Forskolin is a chemical compound produced by a plant known as the Indian coleus, or Plectranthus, among many other names. It is an aromatic plant that is native to Brazil, tropical zones of Africa, India and Sri Lanka that was widely used for medicinal and food purposes. After much scientific research, the active compound found in the leaves and roots responsible for medicinal properties was forskolin, which is now extracted for application in multiple settings (1).
While forskolin is growing in popularity for use in treating a variety of ailments and conditions, from obesity, constipation, and other digestive issues to liver disease and amoebas, it is important to keep in mind that it is a chemical that has a direct effect on how our body works. In other words, if it used freely or without medical supervision, its side effects and dangers can be very serious.

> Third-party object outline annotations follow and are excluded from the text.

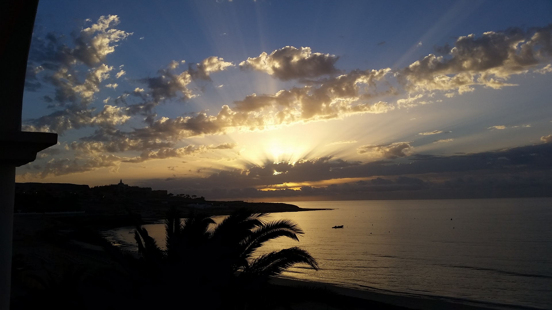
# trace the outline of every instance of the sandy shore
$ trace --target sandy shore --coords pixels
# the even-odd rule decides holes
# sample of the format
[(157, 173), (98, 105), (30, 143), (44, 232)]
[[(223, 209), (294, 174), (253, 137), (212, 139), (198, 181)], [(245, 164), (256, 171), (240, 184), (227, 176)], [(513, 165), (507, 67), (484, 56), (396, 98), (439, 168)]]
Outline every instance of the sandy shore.
[(535, 310), (538, 309), (506, 304), (475, 302), (462, 298), (400, 293), (362, 286), (358, 286), (358, 288), (352, 288), (289, 278), (273, 277), (272, 281), (274, 284), (286, 286), (309, 285), (326, 287), (336, 293), (347, 296), (420, 310), (489, 310), (490, 309)]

In this article, we review scientific research to describe if and how forskolin works for different ailments, as well as provide information about the potential dangers and side effects of taking forskolin.

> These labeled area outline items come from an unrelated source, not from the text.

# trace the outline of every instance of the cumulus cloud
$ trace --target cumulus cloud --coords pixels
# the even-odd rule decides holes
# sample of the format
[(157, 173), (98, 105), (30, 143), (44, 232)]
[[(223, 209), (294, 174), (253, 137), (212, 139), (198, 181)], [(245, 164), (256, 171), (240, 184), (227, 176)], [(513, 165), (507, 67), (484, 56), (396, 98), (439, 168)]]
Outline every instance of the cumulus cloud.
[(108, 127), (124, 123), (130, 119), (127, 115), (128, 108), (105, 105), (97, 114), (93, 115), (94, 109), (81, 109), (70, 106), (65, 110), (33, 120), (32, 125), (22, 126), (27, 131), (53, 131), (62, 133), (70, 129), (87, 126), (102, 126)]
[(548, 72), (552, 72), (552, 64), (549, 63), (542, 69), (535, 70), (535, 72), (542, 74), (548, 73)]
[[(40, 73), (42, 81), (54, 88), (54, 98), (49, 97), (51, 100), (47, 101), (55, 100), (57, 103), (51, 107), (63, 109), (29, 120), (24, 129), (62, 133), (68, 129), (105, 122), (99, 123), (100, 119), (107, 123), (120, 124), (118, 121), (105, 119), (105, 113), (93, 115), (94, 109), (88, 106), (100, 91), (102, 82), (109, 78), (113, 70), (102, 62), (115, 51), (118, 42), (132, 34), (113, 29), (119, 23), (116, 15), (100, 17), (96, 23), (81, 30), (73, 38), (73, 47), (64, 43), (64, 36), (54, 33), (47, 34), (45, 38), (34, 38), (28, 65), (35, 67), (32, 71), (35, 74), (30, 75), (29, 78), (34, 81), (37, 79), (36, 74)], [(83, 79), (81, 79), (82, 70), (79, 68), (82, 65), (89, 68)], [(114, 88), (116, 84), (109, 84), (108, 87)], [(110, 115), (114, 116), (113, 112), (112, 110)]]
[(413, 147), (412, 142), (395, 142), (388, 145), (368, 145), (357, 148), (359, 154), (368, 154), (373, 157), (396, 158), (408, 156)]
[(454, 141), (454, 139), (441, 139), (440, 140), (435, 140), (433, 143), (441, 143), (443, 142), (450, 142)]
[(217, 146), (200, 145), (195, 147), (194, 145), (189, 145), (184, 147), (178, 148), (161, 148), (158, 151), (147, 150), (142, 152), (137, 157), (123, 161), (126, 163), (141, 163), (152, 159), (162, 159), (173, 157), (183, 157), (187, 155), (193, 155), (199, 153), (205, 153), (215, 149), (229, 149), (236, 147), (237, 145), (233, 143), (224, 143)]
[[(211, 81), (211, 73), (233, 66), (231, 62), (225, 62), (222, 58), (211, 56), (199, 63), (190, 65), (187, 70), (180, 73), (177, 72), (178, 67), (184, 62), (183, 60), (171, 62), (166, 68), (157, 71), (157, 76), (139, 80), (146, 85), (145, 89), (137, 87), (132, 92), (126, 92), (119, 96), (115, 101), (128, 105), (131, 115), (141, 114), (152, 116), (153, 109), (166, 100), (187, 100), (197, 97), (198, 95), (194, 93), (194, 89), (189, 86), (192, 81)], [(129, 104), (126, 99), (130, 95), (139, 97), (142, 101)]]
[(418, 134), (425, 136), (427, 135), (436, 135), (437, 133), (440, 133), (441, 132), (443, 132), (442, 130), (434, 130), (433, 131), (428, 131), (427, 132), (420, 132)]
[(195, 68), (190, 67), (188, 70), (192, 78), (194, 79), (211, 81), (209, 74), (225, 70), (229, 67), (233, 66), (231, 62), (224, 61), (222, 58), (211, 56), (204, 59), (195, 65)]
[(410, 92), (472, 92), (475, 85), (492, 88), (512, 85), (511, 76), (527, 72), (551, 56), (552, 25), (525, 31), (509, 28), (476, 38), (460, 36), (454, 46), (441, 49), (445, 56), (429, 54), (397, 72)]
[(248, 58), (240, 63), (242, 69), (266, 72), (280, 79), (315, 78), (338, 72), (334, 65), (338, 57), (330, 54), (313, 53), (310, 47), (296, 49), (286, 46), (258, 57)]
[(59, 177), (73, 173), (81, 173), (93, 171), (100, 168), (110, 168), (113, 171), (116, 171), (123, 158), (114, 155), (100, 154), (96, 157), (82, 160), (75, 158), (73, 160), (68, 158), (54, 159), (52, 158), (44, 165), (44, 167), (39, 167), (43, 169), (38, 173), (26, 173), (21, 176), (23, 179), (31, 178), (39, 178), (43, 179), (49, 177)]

Traditional Uses of Indian coleus, the Source of Forskolin
Around the world, there are multiple names for the plant forskolin comes from, which makes it difficult to track its history and uses. One study made an effort to analyze the references to different species in scientific literature to determine similarities and differences in their use. Here, researchers found that the 62 species of Plectranthus, when grouped based on genetic differences, did have similarities in their traditional use (2).
It was found that, throughout history, one group of Indian coleus species was frequently used as medicines to treat ailments like digestive, skin, infective and respiratory problems. This first group of Indian coleus happens to be the source of forskolin, which may explain why it has been used to treat ailments. The other group was mostly used for food, flavor, fodder, and materials (2).
Indian coleus plant root has been used since ancient times for heart problems, including high blood pressure and chest pain, as well as to improve breathing (3).
In Brazil, the leaves of the coleus plant, the source of forskolin, are prepared as a tea for heart and digestive problems or made into a paste with water to use on the skin for headaches or skin problems (1).
In India, the root tubers of the Indian Coleus are used as food, while certain species are used in traditional Ayurvedic healing (3, 13).
Hospital and Clinical Uses
While forskolin is still used in holistic medicine or phototherapy (plant therapy), it also has a purpose in hospital and clinical settings. Forskolin, also known as labdane diterpene forskolin or coleonol, is extracted from the plant and used for research and therapeutic purposes.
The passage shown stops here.